# What colors to use?



## DominikPierog (Jul 5, 2010)

Hello.

Hello.
I make today bigger project.
I cut again in birch plywood a Wolf
Old project, I don't design it. I think it's pattern from Fox Chapel books.>>









New one is bigger and I save waste pieces (I hope all  )
Now I want make something similar to my old work foxes.
I save wasted pieces and create new artwork









Gluing those piecest to plywood.









What to do with my wasted pieces now?
Like last time paint black and glue to plain plywood.
Or paint pieces in color and background plywood on color?
What colors to choose?


----------



## Stick486 (Jan 4, 2013)

*wow!!!*


----------



## RainMan 2.0 (May 6, 2014)

Wow impressive work !


----------



## old55 (Aug 11, 2013)

WOW doesn't really quite cut it, but can't think what else to say.


----------



## old coasty (Aug 15, 2014)

How about Dazzling?


----------



## DominikPierog (Jul 5, 2010)

Guys woha.....
I remembered the old idea of the puzzle from plywood.
I can buy a wall mural. Glue on plywood shet, stick to this waste elements of plywood (painted to black or plain?).


----------



## mgmine (Jan 16, 2012)

Very nice work!


----------



## ksidwy (Jul 13, 2013)

Quote:
Originally Posted by Rick:
_Wow impressive work ! _

+1. 
sid


----------



## Stick486 (Jan 4, 2013)

old coasty said:


> How about Dazzling?


Doesn't cover...


----------



## Garyk (Dec 29, 2011)

How about Wow, dazzling and "imaginative" Stick. That cover it. Really great work. Not sure I have that much patience.


----------



## DaninVan (Jan 1, 2012)

I _know_ I don't have that much patience!
Gobsmacked I am!!


----------



## old coasty (Aug 15, 2014)

Stick is stuck on WOW!!!


----------



## TenGees (Sep 12, 2012)

That's nice, Dominik.

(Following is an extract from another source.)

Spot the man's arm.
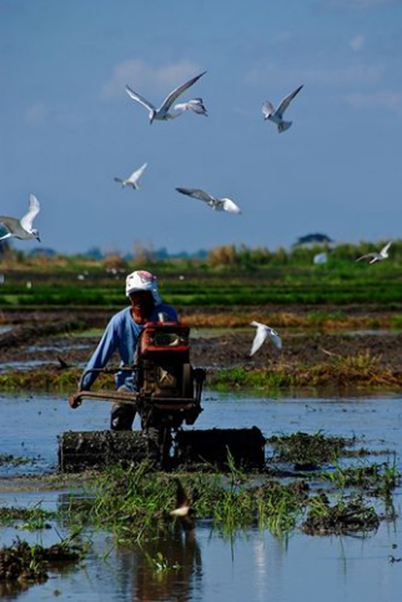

It's like the spirit of the wolf is watching the forest.

I think the waste parts need to be darker than the background, otherwise it will look like a negative. So in my opinion black works good.

Where you show the six colours, two look like a negative: white on orange and grey on red. I like the other choices better.


----------